La “parata” è partita puntuale. Musica, balli, fischi, una grande bandiera arcobaleno a seguire il camioncino dell’organizzazione. Si respirava un’atmosfera di sollievo e normalità. I partecipanti venivano da tutti i paesi della ex Jugoslavia e in più vi erano numerosi ospiti stranieri e belgradesi simpatizzanti con la comunità LGBT, tra cui, una simpatica nonnina di 79 anni. Gli organizzatori hanno invitato i partecipanti a solidarizzare con tutti quanti si battono per i propri diritti, in primo luogo con i rifugiati che da mesi oramai sono accampati nei parchi di Belgrado, nel loro cammino verso l’Europa occidentale. La gente, non molta, dalle finestre guardava con curiosità, alcuni gettando fiori, altri sventolando bandiere tricolori. Il tutto, sotto gli occhi attenti e severi delle centinaia di poliziotti in tenuta antisommossa. I media hanno riportato di un migliaio di partecipanti in tutto.
Alla fine, tutti contenti
La “parata” è terminata alle 13.00 di fronte al municipio di Belgrado. L’atmosfera festosa è però continuata e sono stati rinnovati gli appelli a far visita ai rifugiati subito dopo la parata. Secondo gli organizzatori, questa è stata la miglior “parata” finora organizzata. Non vi sono stati incidenti di rilievo. Un gruppo di fedeli, assieme ad alcuni “pope” ortodossi hanno comunque pregato e asperso il suolo di acqua santa nei pressi della Chiesa di San Marco per scongiurare eventuali punizioni divine a seguito della manifestazione come, a loro dire, la siccità di quest’anno e le inondazioni dell’anno scorso.

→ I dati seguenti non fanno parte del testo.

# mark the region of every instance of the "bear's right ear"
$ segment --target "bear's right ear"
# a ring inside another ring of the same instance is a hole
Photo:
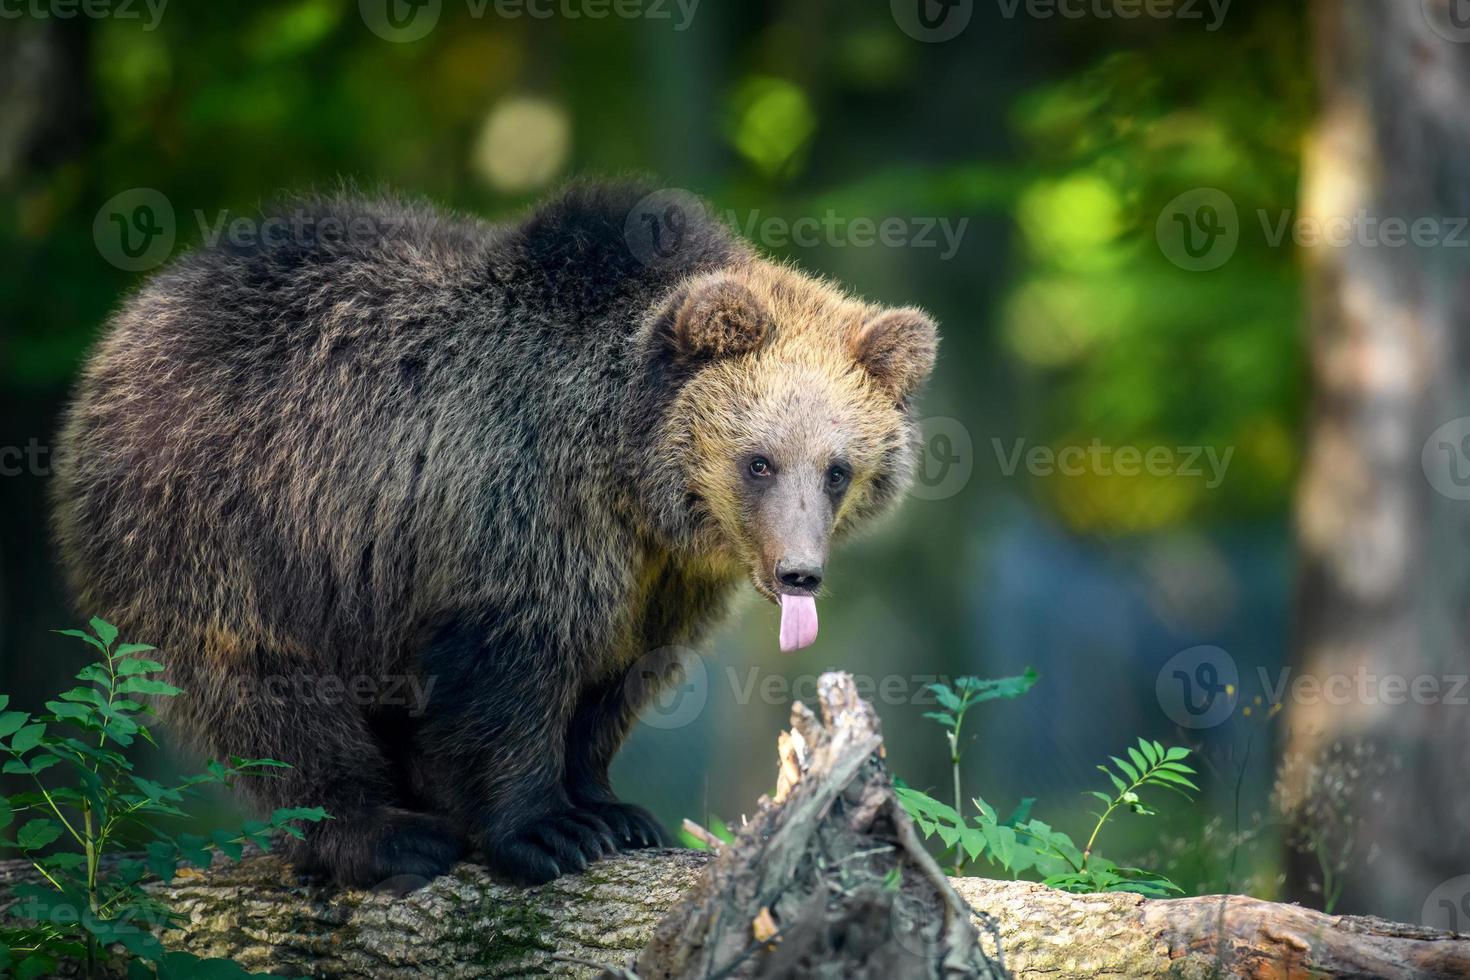
[[[693,366],[748,354],[766,342],[773,326],[755,293],[716,276],[673,295],[654,326],[654,342],[666,356]]]

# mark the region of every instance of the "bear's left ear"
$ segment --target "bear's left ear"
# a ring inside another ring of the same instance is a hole
[[[900,403],[929,379],[938,347],[934,321],[912,306],[870,315],[849,341],[853,359]]]
[[[686,365],[748,354],[773,329],[770,313],[751,290],[727,276],[696,279],[669,300],[655,342]]]

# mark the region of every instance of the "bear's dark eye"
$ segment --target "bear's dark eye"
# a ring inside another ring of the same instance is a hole
[[[771,475],[771,462],[764,456],[757,456],[750,461],[750,475],[765,479]]]
[[[851,479],[852,473],[848,471],[846,466],[843,466],[839,463],[833,463],[831,466],[827,467],[828,490],[831,490],[833,492],[844,490],[847,488],[847,481]]]

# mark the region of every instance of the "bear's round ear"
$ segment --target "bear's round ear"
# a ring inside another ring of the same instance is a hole
[[[774,327],[760,298],[725,276],[685,286],[659,320],[659,346],[686,364],[748,354],[766,342]]]
[[[858,325],[849,343],[853,359],[900,403],[934,370],[939,330],[923,310],[881,310]]]

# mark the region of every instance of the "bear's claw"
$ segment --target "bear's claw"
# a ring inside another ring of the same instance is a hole
[[[604,824],[623,850],[668,847],[669,835],[647,810],[632,803],[600,803],[588,808]]]
[[[522,885],[541,885],[617,850],[613,831],[585,810],[533,818],[485,843],[490,867]]]

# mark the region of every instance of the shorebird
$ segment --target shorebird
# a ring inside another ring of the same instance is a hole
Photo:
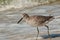
[[[52,21],[54,19],[53,16],[41,16],[41,15],[29,16],[28,14],[23,13],[22,14],[22,18],[17,23],[21,22],[22,19],[27,24],[37,27],[37,38],[38,38],[38,35],[39,35],[39,29],[38,29],[38,27],[42,27],[42,26],[45,26],[47,28],[47,30],[48,30],[47,31],[48,32],[48,36],[50,37],[49,26],[46,25],[46,24],[48,24],[50,21]],[[37,38],[36,38],[36,40],[37,40]]]

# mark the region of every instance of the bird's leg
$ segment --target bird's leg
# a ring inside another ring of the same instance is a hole
[[[49,34],[49,27],[47,26],[47,25],[45,25],[45,27],[47,27],[47,29],[48,29],[48,36],[49,36],[49,38],[50,38],[50,40],[51,40],[51,37],[50,37],[50,34]]]
[[[39,29],[37,27],[37,37],[36,37],[36,40],[38,39],[38,35],[39,35]]]

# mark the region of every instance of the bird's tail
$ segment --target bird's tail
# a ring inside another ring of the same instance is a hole
[[[54,19],[60,19],[60,16],[54,16]]]
[[[54,19],[59,19],[60,16],[54,16],[54,15],[53,15],[53,14],[54,14],[54,11],[53,11],[53,10],[54,10],[54,9],[47,11],[47,12],[49,13],[49,16],[53,16],[52,18],[54,18]]]

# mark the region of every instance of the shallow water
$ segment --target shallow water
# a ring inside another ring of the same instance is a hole
[[[32,27],[25,22],[17,24],[17,21],[21,18],[20,14],[22,13],[44,16],[49,16],[49,14],[51,14],[54,17],[60,17],[60,5],[39,6],[22,11],[7,10],[0,12],[0,40],[34,40],[36,38],[36,27]],[[48,24],[48,26],[51,34],[55,31],[60,31],[60,18],[54,19]],[[39,30],[40,33],[44,33],[47,31],[47,28],[39,27]],[[42,37],[39,36],[38,39],[41,38]]]

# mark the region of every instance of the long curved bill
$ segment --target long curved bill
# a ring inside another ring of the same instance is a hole
[[[22,21],[22,19],[23,19],[23,17],[17,22],[17,24],[20,23]]]

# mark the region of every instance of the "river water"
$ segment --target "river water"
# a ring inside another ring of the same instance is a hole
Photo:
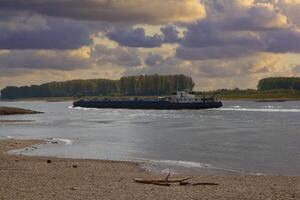
[[[48,141],[19,151],[25,155],[142,161],[159,171],[300,175],[299,101],[223,104],[158,111],[0,102],[45,112],[0,116],[0,138]]]

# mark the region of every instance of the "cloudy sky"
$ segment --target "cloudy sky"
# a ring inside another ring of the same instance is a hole
[[[199,90],[300,76],[300,0],[0,1],[0,89],[154,73]]]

La protesta, pacifica, si è mantenuta molto distante dal luogo dove è avvenuto il Pride. Nel pomeriggio, la polizia ha reso noto di aver arrestato una decina di facinorosi, ultras e pregiudicati, per aver tentato di creare disordini. Per il resto, una giornata tranquilla, ma anche un altro importante successo per il premier serbo Aleksandar Vučić, che dà ancora un forte segnale che la Serbia è un paese in via di normalizzazione e che, almeno in superficie, ha abbracciato i valori europei ed è ben decisa a progredire nel processo di integrazione europea. Nella speranza che l’anno prossimo l’evento si ripeta con bisogno di minori misure di sicurezza.